O Órgão Especial do Tribunal de Justiça do Estado do Rio de Janeiro aplicou pena de censura ao juiz Marcelo Menaged, acusado de faltar diversas vezes sem justificativa, às aulas que deveria ministrar, como professor da Escola de Administração Judiciária do TJ-RJ. Além disso, servidores que trabalham com o juiz, preencheram os cabeçalhos das provas, em nome dos alunos, o que teria demonstrado a existência de conluio, a justificar uma pena mais severa, como propugnado pelo desembargador Gabriel de Oliveira Zéfiro.
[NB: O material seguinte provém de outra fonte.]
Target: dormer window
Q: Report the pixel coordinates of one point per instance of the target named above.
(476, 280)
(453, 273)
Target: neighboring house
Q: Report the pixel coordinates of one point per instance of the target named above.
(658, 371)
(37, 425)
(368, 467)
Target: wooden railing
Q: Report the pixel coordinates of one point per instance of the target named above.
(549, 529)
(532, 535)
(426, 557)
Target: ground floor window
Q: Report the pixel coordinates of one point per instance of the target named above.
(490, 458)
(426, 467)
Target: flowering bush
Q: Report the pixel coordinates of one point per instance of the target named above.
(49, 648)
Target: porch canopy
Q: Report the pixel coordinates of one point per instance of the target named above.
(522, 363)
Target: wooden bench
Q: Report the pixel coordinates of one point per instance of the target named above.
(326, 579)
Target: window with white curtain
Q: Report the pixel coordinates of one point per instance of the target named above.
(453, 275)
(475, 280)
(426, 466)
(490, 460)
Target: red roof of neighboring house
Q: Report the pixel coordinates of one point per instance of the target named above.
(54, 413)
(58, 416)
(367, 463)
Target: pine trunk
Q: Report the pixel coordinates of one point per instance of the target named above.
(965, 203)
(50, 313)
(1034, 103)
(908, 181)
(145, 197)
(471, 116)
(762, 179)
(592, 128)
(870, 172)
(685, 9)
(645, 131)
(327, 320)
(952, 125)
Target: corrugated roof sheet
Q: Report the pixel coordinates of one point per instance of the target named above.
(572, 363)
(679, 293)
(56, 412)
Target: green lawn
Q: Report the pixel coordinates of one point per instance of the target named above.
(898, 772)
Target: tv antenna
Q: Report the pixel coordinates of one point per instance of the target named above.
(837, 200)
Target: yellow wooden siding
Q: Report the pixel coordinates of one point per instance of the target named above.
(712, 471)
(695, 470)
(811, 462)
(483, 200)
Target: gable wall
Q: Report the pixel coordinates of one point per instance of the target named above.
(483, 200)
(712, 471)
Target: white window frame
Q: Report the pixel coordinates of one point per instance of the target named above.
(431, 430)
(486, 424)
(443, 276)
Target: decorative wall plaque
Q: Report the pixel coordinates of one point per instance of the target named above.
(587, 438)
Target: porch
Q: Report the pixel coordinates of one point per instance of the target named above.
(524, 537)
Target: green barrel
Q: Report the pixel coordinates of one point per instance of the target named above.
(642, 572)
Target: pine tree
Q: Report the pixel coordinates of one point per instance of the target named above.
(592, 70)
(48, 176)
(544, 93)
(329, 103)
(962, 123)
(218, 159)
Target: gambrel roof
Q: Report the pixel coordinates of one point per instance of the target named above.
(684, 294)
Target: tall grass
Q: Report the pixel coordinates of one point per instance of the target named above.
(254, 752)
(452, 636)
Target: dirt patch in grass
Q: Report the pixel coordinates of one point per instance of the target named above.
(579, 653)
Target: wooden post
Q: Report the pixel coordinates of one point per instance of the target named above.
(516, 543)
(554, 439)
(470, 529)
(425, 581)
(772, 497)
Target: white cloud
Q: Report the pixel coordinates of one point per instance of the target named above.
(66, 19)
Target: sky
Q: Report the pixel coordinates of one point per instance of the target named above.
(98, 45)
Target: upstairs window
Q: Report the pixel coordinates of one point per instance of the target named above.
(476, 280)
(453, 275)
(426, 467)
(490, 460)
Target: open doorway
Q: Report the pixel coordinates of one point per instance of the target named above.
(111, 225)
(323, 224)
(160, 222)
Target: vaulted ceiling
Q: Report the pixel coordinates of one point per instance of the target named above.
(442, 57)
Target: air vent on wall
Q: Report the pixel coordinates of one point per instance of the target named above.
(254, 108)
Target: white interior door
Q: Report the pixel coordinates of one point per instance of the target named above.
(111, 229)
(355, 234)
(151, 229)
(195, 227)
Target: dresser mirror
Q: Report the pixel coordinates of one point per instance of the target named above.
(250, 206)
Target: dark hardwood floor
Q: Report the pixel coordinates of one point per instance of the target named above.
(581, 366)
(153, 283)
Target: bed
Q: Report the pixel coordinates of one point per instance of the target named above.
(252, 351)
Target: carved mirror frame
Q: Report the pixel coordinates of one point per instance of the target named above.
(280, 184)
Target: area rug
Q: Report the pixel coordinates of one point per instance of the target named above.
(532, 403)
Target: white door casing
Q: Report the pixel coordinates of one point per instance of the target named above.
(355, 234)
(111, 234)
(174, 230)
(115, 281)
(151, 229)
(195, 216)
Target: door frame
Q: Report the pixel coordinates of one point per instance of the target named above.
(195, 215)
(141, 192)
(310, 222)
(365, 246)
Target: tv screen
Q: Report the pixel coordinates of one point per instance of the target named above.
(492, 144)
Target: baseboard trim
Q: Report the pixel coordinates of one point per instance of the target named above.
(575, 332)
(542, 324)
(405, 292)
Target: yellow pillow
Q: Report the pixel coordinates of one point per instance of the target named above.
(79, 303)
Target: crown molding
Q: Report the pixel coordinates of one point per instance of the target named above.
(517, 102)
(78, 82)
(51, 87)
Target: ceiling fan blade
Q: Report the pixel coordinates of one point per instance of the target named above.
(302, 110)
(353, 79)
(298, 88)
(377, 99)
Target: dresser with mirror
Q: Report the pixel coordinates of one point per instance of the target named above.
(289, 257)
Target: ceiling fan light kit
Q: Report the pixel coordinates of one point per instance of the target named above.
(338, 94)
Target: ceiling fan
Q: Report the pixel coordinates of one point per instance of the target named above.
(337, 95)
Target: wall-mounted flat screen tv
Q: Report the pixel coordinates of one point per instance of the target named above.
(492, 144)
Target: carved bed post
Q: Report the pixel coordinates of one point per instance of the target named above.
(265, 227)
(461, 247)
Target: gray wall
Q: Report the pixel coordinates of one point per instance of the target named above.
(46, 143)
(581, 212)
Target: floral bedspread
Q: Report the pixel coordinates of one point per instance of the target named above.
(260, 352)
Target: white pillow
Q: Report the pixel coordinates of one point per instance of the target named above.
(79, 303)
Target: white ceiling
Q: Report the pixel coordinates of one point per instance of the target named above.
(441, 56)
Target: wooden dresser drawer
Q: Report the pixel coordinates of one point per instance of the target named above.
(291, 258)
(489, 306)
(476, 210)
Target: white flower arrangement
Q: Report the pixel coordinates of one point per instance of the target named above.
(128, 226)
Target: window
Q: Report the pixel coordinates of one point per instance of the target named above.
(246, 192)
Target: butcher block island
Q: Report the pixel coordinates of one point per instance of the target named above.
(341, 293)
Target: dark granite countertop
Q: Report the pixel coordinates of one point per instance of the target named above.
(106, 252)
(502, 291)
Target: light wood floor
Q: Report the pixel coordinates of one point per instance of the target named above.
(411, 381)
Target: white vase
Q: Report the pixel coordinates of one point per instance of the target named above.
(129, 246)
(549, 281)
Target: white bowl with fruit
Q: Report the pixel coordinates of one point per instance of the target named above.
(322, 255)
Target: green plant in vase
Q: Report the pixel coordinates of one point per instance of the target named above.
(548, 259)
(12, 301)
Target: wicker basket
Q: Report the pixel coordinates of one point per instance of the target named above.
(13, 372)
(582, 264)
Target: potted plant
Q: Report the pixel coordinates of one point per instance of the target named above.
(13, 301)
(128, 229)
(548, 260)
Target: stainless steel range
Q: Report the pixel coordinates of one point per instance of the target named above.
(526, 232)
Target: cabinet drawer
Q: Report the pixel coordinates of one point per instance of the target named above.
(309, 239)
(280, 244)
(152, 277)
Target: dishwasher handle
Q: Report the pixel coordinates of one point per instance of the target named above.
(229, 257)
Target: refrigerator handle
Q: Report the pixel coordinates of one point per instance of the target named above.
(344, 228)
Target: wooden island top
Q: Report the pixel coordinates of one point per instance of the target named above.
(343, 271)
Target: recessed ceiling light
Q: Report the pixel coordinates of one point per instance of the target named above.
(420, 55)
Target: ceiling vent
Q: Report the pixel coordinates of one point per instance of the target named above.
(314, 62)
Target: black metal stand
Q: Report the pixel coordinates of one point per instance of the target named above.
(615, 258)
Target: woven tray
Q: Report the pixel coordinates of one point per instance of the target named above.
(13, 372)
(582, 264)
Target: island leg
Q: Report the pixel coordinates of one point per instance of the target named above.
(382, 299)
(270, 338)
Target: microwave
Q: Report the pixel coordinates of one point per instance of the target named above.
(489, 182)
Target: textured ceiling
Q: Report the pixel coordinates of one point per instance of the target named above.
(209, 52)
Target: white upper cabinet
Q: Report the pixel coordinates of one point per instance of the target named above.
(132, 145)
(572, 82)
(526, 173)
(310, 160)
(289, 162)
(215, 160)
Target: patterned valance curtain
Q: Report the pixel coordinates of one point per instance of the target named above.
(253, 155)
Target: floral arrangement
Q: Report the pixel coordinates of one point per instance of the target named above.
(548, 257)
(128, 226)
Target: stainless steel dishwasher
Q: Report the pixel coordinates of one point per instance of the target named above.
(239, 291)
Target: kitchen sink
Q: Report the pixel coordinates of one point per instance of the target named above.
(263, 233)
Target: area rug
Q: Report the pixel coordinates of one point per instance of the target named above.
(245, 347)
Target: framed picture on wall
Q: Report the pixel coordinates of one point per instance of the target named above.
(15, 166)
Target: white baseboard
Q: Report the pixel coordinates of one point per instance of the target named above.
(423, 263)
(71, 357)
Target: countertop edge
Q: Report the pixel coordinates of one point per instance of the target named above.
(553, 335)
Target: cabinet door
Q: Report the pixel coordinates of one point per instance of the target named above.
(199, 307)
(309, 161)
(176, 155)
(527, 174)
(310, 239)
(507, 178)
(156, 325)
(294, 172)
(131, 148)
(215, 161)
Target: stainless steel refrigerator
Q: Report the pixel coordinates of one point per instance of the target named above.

O relator, acompanhado pela maioria, foi o desembargador Marcos Alcino de Azevedo Torres, que sugeriu a pena cominada, por terem os fatos ocorrido na ESAJ e não no desempenho da magistratura.

Fonte: Conjur – Sérgio Rodas

15.05.2018

TRF-4 – Mandado de segurança – Processo eletrônico- Impetração fora do domicílio da autoridade impetrada

A 2ª Seção do Tribunal Regional Federal da 4ª Região reconheceu o andamento de um mandado de segurança da 1ª Vara Federal de Caçador (PR), ainda que o domicílio da autoridade impetrada se situe em Curitiba. Tal decorreu do entendimento de que com a implantação do processo eletrônico, não é mais necessária à proximidade do órgão do Poder Judiciário processante da ação em relação à autoridade impetrada. Foi relatora a desembargadora federal Marga Inge Barth Tessler e o voto foi seguido por unanimidade, registrando novo entendimento jurisprudencial na referida corte.

Fonte: Assessoria de Imprensa do TRF-4

16.05.2018

CNJ – TJ-PI – Regra que estendia mandato de dirigentes – Anulação

O Plenário do Conselho Nacional de Justiça anulou a norma administrativa do Tribunal de Justiça do Piauí que alterando o Regimento Interno, estendeu o mandato de seus dirigentes, além do prazo de dois anos estipulado pela Lei Orgânica da Magistratura. A decisão confirmou a liminar que em fevereiro havia sido deferida. O CNJ decidiu que o Tribunal deve fazer eleição para um mandato-tampão, ajustando assim, o início do novo mandato ao começo do ano judiciário. Nessa eleição, todos os desembargadores terão o direito de se candidatar.

Fonte: Assessoria de Imprensa do CNJ

17.05.2018

CNJ - TJ-BA – Pagamento de servidores – Utilização de Fundo de cartórios – Proibição

O Conselho Nacional de Justiça proibiu o Tribunal de Justiça da Bahia de usar recursos do Fundo de Compensação do Estado da Bahia (Fecom) para remunerar servidores. Com tal decisão os convênios firmados com o Fundo para esse tipo de repasse são nulos. O Fecom foi criado em 2011 para complementar a receita de determinados cartórios, depois que foram obrigados, por lei, a emitir gratuitamente certidões como as de casamento e óbito. Ficou vencida a relatora, conselheira Iracema do Vale, sendo vitorioso o voto do conselheiro Valdetário Monteiro que considerou irregular a norma estadual (Lei 12. 986/1996) que alterava a finalidade dos recursos e também contrariava a Lei de Responsabilidade Fiscal.